A Pont des Arts na literatura…
Na literatura, em *A Marcha para a Estrela*, romance publicado em 1943 pelo escritor Vercors, é contada a vida de Thomas Muritz, um jovem húngaro nutrido pela cultura francesa, que atravessa a Europa rumo à França com o objetivo final de chegar à Pont des Arts, em Paris. Após um mês de viagem num continente devastado pela guerra, ao chegar diante do ponta, ele se encanta com « este ponto do mundo onde se abarca com um só olhar […] o Instituto, o Louvre, a Cité – e as margens dos livros, as Tulherias, a colina de Sainte-Geneviève até ao Panteão, o Sena até à Concorde ».

Kenneth Clark, em Civilização, 1969:
« Encontro-me na Pont des Arts, em Paris. De um lado do Sena, avista-se a fachada harmoniosa e sóbria do Instituto, construído por volta de 1670 para servir de colégio. Do outro, o Louvre, erguido do Medievo ao século XIX: um expoente da arquitetura clássica, esplendidamente equilibrado. A montante, distingue-se a flecha de Notre-Dame, que talvez não seja a catedral mais sedutora, mas que oferece, sem dúvida, a fachada mais rigorosamente intelectual de toda a arte gótica. As casas que ladeiam os cais ilustram também, de modo racional e humano, aquilo que deveria ser a arquitetura das cidades. Em frente a essas casas, sob as árvores, alinham-se as caixas dos sebo, onde, há gerações, os amantes dos livros dão livre curso a essa paixão do homem culto: colecionar livros. Há cento e cinquenta anos, os alunos da Escola de Belas-Artes atravessam esta ponte para estudar as obras-primas do Louvre; de regresso aos seus ateliers, discutem e sonham em realizar algo digno da grande tradição. E sobre esta ponte, desde Henry James, quantos americanos em peregrinação se detiveram para aspirar o aroma de uma cultura de raízes longínquas, conscientes de estarem no próprio coração da civilização. »
... e também nas pinturas
Esta ponte também inspirou inúmeros quadros expostos nos museus nacionais franceses, mas também em Nova Iorque e Los Angeles:

Jean Béraud, *Um dia ventoso na Ponte das Artes* (por volta de 1880-1881), Metropolitan Museum of Art (Nova Iorque).
Paul Signac, *A Ponte das Artes* (1928), óleo sobre tela, museu Carnavalet (Paris).
Auguste Renoir, *A Ponte das Artes* (1867), óleo sobre tela, The Norton Simon Foundation (Los Angeles).
Camille Pissarro, *O Sena e o Louvre* (1903), óleo sobre tela, museu d’Orsay (Paris).
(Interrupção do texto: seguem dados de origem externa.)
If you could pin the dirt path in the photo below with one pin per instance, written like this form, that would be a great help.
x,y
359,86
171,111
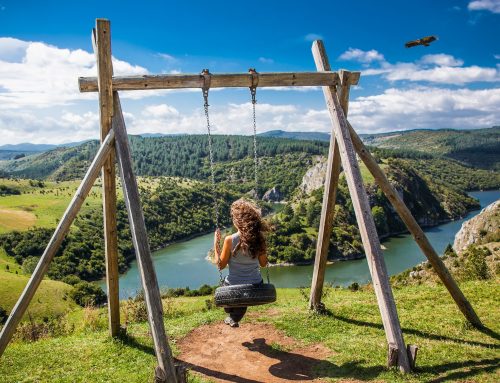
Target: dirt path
x,y
254,352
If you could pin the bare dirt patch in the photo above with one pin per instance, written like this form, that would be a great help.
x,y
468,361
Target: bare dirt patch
x,y
254,352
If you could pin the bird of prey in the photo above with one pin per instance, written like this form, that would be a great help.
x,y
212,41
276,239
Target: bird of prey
x,y
425,41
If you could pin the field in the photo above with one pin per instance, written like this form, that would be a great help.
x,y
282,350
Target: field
x,y
39,206
449,350
50,299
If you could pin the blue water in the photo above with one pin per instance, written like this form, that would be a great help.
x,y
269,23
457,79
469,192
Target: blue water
x,y
183,264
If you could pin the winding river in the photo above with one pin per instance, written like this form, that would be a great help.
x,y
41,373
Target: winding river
x,y
183,264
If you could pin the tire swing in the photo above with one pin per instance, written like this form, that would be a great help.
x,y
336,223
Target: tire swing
x,y
246,294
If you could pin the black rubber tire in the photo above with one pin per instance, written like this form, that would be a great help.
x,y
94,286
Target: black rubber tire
x,y
245,295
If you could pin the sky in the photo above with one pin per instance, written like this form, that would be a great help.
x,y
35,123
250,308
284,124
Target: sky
x,y
45,46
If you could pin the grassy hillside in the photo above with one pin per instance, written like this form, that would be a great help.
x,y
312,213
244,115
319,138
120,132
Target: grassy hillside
x,y
449,349
50,300
181,156
40,204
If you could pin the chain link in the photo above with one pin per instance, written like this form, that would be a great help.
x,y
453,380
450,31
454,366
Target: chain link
x,y
253,90
212,170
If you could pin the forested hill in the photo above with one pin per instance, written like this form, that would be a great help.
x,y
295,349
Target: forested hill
x,y
478,147
184,156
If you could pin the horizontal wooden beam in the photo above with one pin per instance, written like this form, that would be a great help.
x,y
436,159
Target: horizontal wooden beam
x,y
225,80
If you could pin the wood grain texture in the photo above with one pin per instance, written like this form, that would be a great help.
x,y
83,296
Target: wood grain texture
x,y
102,48
365,220
55,241
327,208
415,229
142,249
225,80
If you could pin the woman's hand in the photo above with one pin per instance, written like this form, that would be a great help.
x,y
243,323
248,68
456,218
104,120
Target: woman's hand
x,y
217,237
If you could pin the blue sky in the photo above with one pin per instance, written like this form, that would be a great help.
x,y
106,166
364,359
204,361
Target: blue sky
x,y
45,46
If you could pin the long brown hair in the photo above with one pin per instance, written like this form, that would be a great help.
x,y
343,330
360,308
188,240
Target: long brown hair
x,y
248,220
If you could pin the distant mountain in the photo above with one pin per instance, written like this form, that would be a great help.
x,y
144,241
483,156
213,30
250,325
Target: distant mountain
x,y
310,136
477,147
18,151
27,147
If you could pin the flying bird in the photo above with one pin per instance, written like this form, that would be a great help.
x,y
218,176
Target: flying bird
x,y
425,41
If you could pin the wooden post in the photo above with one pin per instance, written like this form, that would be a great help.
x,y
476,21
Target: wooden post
x,y
414,228
327,208
331,181
364,217
101,39
166,369
56,240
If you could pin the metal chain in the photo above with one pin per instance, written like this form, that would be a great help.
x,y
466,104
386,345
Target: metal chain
x,y
205,89
253,92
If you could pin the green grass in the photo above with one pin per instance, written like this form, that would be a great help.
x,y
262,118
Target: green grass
x,y
49,300
40,207
449,350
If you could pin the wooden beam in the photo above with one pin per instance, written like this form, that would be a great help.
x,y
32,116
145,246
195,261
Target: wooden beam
x,y
225,80
102,47
142,250
328,206
365,220
414,228
55,241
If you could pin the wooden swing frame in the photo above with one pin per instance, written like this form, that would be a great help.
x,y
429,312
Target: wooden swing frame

O cinema, a televisão e a Ponte das Artes
O cinema e a televisão também não ficam atrás: pelo menos 17 cenas para cinema, televisão ou bailados escolheram a Ponte das Artes como cenário natural. Mais de dez canções lhe foram mesmo dedicadas.
Uma ponte bem rodeada
A ponte a montante é a Ponte Nova (a mais antiga de Paris), e a jusante, a Ponte do Carrossel (que conduz diretamente ao museu do Louvre).